Personal details
- Born: 24 December 1958 (age 67) Kangole
- Education: Makerere University

= Elizabeth Paula Napeyok =

Ugandan diplomat and former educator

Elizabeth Paula Napeyok (born 24 December 1988) is a Ugandan diplomat. She serves as the Ambassador of Uganda to Italy with residence in Rome. She is the country's permanent representative to Food and Agriculture Organization, World Food Programme, and International Fund for Agricultural Development.

== Early life and education ==
Napeyok was born in Kangole and pursued her career in education where she extended knowledge to the education of girls in Uganda.

=== Academic background ===

- Diploma in Education (English/Geography): Awarded in 1976 from the National Teachers' College Kyambogo (now Kyambogo University).
- B.A. (Hons) Degree in Sociology/Social Administration: Received in 1988 from Makerere University in Kampala.

Before pursuing her university education, she completed her O-Level studies (East African Certificate of Education) in Gulu, Uganda, in 1972. Her educational journey laid the foundation for her early career as a teacher and development consultant before she transitioned into the diplomatic service.

== Career ==
1970s–Early 1990s: Education Sector

Napeyok began her professional life as a secondary school teacher in Northern Uganda. Her work in education included:

- Teaching at Kangole Girls Secondary School.
- Advancing to the role of head teacher.
- Serving as an Assistant District Education Secretary from 1985.
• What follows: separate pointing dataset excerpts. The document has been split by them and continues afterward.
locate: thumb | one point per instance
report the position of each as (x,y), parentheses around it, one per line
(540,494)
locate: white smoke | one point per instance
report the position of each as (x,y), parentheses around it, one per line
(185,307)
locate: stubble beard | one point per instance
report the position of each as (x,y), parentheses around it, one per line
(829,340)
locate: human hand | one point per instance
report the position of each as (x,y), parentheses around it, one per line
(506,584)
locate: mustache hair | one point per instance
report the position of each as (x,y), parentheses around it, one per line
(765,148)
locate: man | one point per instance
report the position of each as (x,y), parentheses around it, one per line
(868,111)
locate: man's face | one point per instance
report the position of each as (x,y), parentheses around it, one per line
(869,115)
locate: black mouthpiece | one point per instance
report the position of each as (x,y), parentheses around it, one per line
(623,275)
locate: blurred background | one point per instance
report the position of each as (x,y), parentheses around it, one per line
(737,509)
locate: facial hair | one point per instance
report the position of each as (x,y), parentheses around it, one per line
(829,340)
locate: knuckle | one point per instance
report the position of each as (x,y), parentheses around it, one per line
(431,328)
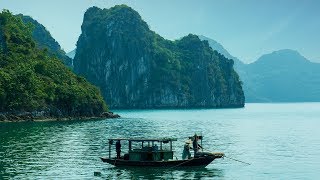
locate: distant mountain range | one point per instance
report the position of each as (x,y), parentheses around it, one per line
(281,76)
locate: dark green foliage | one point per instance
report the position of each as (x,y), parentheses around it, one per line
(44,40)
(33,80)
(136,68)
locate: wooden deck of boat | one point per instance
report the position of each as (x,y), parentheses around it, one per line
(200,161)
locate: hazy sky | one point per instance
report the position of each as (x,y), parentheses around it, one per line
(246,28)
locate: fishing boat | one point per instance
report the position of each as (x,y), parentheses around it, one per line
(156,153)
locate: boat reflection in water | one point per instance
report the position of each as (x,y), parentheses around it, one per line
(156,153)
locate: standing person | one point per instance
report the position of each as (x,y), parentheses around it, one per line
(118,149)
(186,151)
(195,144)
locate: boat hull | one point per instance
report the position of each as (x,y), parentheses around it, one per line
(199,161)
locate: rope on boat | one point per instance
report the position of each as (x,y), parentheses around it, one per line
(237,160)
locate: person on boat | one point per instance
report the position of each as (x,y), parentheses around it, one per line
(118,149)
(186,150)
(195,144)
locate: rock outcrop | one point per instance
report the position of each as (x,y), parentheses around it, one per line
(136,68)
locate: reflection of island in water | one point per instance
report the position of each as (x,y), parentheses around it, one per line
(161,173)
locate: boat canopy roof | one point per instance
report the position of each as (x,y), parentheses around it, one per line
(144,139)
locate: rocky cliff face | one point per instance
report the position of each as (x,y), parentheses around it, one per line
(136,68)
(44,39)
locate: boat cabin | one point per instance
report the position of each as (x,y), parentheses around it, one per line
(144,149)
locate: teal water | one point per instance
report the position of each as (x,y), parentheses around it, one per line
(280,141)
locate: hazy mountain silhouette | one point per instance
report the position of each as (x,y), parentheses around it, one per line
(281,76)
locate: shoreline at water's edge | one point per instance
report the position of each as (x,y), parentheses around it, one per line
(17,118)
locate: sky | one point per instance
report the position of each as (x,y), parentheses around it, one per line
(246,28)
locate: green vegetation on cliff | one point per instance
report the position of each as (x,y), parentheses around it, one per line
(44,40)
(32,80)
(137,68)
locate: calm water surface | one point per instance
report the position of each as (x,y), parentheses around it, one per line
(280,141)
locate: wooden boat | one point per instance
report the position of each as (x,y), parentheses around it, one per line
(148,154)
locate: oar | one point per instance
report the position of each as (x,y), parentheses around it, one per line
(237,160)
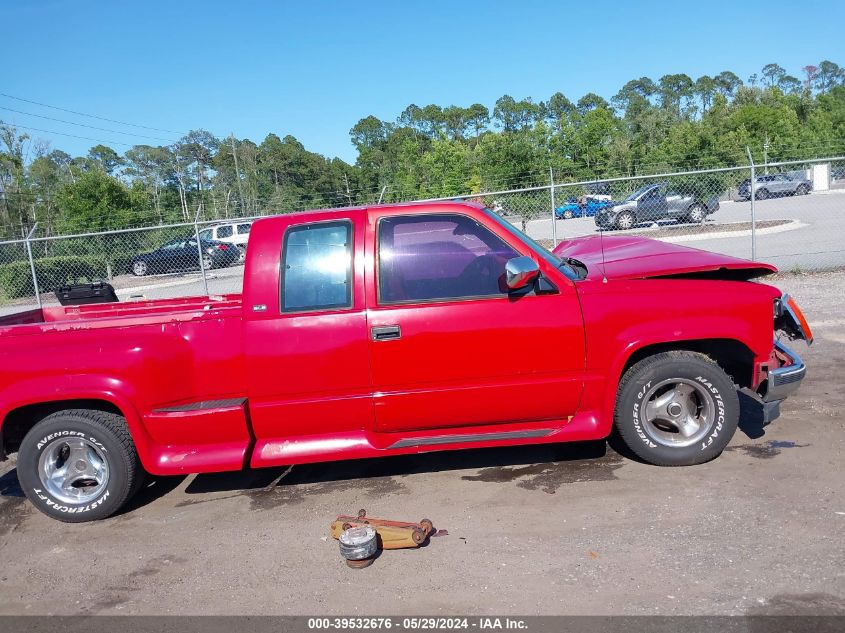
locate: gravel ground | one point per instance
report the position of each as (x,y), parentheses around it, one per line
(570,529)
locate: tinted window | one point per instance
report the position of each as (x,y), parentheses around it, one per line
(439,257)
(317,267)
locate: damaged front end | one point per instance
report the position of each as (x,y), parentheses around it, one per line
(785,370)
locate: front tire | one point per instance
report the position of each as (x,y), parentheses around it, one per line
(79,465)
(676,409)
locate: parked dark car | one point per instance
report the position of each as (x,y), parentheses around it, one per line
(182,254)
(656,202)
(771,185)
(588,207)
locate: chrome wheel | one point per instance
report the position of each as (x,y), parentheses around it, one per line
(677,412)
(73,470)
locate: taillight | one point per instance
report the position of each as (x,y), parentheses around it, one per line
(792,305)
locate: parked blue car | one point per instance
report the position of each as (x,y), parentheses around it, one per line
(588,208)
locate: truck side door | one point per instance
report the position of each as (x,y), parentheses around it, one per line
(305,336)
(449,346)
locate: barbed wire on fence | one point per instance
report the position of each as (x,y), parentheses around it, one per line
(691,205)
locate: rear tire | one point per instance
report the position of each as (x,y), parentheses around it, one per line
(676,409)
(625,220)
(79,465)
(696,214)
(140,268)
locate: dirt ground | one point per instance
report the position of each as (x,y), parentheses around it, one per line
(570,529)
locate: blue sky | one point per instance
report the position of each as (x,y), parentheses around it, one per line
(314,68)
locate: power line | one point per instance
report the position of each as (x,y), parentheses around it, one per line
(91,116)
(92,127)
(86,138)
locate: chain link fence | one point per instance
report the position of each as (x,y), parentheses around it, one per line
(792,216)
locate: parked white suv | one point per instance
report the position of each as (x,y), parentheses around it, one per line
(235,233)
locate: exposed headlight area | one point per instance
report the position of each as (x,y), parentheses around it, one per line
(790,319)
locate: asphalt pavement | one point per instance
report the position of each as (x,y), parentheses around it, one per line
(815,242)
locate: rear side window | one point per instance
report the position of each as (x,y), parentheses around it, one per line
(430,257)
(317,267)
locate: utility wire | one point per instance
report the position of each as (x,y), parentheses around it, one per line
(86,138)
(91,116)
(92,127)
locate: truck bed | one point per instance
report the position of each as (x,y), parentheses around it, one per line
(117,314)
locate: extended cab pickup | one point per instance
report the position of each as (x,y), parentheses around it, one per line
(387,330)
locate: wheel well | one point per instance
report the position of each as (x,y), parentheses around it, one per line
(18,422)
(732,356)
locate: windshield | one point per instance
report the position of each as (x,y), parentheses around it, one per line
(638,193)
(543,252)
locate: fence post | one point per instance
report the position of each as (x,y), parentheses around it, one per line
(753,196)
(552,192)
(199,251)
(32,265)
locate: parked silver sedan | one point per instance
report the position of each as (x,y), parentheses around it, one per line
(772,185)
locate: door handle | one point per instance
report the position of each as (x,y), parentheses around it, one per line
(386,332)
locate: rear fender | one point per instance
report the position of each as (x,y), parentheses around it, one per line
(49,389)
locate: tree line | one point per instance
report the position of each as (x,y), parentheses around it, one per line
(648,126)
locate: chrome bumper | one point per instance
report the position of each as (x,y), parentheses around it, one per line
(784,380)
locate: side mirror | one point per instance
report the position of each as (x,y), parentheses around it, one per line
(520,271)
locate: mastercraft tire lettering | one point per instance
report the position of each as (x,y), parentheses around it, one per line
(676,409)
(79,465)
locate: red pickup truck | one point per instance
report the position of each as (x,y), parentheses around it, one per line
(387,330)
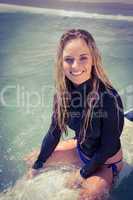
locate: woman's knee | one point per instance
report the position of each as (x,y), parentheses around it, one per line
(95,188)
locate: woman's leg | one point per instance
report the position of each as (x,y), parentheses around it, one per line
(98,186)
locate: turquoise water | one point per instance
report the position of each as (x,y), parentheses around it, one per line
(28,42)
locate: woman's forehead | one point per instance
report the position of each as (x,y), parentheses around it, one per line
(76,46)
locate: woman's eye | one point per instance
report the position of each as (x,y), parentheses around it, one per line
(83,58)
(69,60)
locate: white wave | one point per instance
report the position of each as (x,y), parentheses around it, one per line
(62,13)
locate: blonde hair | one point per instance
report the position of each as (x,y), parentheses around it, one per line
(61,83)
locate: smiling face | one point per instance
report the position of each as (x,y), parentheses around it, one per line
(77,61)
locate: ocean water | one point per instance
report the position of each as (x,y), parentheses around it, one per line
(28,43)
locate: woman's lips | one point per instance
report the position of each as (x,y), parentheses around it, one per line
(76,73)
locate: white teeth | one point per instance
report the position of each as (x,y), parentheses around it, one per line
(76,73)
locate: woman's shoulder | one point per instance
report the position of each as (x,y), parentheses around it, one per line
(109,94)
1991–2004: Development Consultancy

For over a decade, Napeyok worked as a development consultant. In this capacity, she collaborated with the Ugandan government, several UN agencies, and international humanitarian organizations. Her focus was on community development and humanitarian issues.

2004–Present: Diplomatic Service

Napeyok joined Uganda's Ministry of Foreign Affairs, where she has held several significant ambassadorial positions:

- Ambassador to France, Cuba, and India: Early diplomatic postings included serving as Uganda's Ambassador to Cuba and France, and as High Commissioner to India.
- Current Role (since 2017): Ambassador to Italy: She currently holds this position, residing in Rome.
- Permanent Representative to UN Agencies: Concurrently with her role as Ambassador to Italy, she is the permanent representative for Uganda to the three Rome-based United Nations food agencies:
  - Food and Agriculture Organization (FAO)
  - World Food Programme (WFP)
  - International Fund for Agricultural Development (IFAD)
- Non-Resident Ambassador: Her current diplomatic scope also covers nations like Serbia and Cyprus, where she serves as a non-resident ambassador/high commissioner to enhance bilateral ties and trade.

=== Awards and recognition ===
In 2013, Napeyok was appointed as the Ugandan High Commissioner to India. Napeyok was accredited as Her Excellency in 2017 by the Government of Uganda. The ambassador offers support to international investors and Ugandans in the diaspora to identify investment opportunities for economic growth.

Napeyok has been recognized for her contributions with two Presidential Awards: one for her work in promoting girls' education and another for export promotion.

== Personal life ==
Elizabeth Paula Napeyok is a mother of two children.